In recent years, yoga has experienced a surge in popularity, as evidenced by the increasing numbers of local studios, at-home fitness DVDs and fitness centers that have begun to offer classes. If you’ve previously stuck to cardio and strength workouts, yoga may seem like an easy way out, or it may not seem like exercise at all. However, practicing yoga has a number of physical health benefits.
“Most people will equate an effective workout with a long run or strength training session, but just because yoga isn’t a guaranteed sweat session doesn’t mean it’s not as good for you as a typical workout,” explains Dr. Robert Bulgarelli, cardiologist at Riddle Hospital.
Although yoga is slower than most traditional workout routines, the process requires more concentration and controlled breathing to achieve the series of poses set forth in a yoga routine. During your first class, it may seem like a series of poses that has little effect, but after a few weeks, most beginners will begin to notice an increase in their balance, range of motion and flexibility.

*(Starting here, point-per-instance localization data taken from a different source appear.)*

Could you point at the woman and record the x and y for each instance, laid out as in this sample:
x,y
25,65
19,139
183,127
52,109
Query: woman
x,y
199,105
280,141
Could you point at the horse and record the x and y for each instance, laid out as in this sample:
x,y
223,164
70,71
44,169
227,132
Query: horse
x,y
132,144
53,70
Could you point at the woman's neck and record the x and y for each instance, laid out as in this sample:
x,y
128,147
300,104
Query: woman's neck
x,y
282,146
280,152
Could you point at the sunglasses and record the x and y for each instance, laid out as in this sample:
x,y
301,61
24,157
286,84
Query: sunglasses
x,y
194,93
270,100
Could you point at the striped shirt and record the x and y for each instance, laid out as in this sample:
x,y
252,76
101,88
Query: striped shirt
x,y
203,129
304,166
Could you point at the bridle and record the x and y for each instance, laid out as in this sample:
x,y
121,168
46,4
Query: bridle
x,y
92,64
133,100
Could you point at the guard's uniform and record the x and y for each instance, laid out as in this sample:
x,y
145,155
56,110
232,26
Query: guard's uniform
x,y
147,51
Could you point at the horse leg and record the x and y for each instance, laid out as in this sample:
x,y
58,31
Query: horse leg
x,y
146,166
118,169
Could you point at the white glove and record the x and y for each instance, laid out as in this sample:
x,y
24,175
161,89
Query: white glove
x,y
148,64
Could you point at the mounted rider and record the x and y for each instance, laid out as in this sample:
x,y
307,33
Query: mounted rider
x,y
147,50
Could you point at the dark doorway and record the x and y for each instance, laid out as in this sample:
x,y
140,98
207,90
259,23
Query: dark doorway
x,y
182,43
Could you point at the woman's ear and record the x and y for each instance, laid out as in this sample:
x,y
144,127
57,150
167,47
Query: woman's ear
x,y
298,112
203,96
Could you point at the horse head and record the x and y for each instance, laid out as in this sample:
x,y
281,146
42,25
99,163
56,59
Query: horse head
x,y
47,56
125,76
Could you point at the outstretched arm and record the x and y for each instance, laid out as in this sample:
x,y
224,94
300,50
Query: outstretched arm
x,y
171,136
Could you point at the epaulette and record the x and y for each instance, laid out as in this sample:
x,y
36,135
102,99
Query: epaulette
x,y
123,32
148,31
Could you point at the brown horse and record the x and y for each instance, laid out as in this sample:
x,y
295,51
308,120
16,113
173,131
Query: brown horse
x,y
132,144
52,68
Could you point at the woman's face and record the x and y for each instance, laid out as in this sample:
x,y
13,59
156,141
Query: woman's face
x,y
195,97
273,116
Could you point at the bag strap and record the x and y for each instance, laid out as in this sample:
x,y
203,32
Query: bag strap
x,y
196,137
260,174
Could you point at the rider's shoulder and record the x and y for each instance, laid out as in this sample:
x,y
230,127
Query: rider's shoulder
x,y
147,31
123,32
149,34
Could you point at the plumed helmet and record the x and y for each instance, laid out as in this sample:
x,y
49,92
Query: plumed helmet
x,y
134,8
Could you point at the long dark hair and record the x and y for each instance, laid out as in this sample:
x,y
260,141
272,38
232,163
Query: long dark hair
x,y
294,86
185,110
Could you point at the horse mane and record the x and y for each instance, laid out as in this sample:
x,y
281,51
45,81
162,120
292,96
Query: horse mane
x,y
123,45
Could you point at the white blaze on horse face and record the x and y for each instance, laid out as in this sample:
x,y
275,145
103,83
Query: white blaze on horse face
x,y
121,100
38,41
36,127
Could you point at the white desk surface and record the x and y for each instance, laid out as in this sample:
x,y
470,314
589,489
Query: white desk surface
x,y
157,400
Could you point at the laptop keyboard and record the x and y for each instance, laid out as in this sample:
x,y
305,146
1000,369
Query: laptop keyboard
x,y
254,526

“Week by week, yoga might not seem challenging, but if you’re taking it seriously and pushing yourself with each class, you should begin to notice an overall difference. Yoga improves your circulation, builds strength and allows for deeper breathing, which, all together, will make for a better functioning body,” says Dr. Bulgarelli.
In addition to the physical benefits, yoga also offers something that the treadmill and elliptical might not: mental and spiritual health.
“Yoga addresses health from all aspects of a person’s lifestyle,” explains Dr. Bulgarelli. “Besides making you stronger and more flexible, it helps to keep your mental health in check, as well, by managing your stress levels.”
Most people are used to dealing with stress and have accepted it as a part of everyday life, but this acceptance of a stressful lifestyle can be damaging to a person’s health in the long run. Stress can be a symptom of serious health conditions like certain cancers, rheumatoid arthritis or coronary disease. Furthermore, it can take its toll on everyday health by lowering your immunity to simple health issues like a sore throat or the common cold.
“Keeping track of and controlling stress levels is just as important as controlling your blood pressure or cholesterol. All of those factors have a serious effect on your health, but one of them, stress, we’ve just come to accept as a part of life,” says Dr. Bulgarelli.
The calming effects of yoga are so helpful that some people who struggle with conditions like depression, anxiety or insomnia are often referred to a yoga class, which can teach relaxation techniques or help you to channel bad moods or stress into your workout.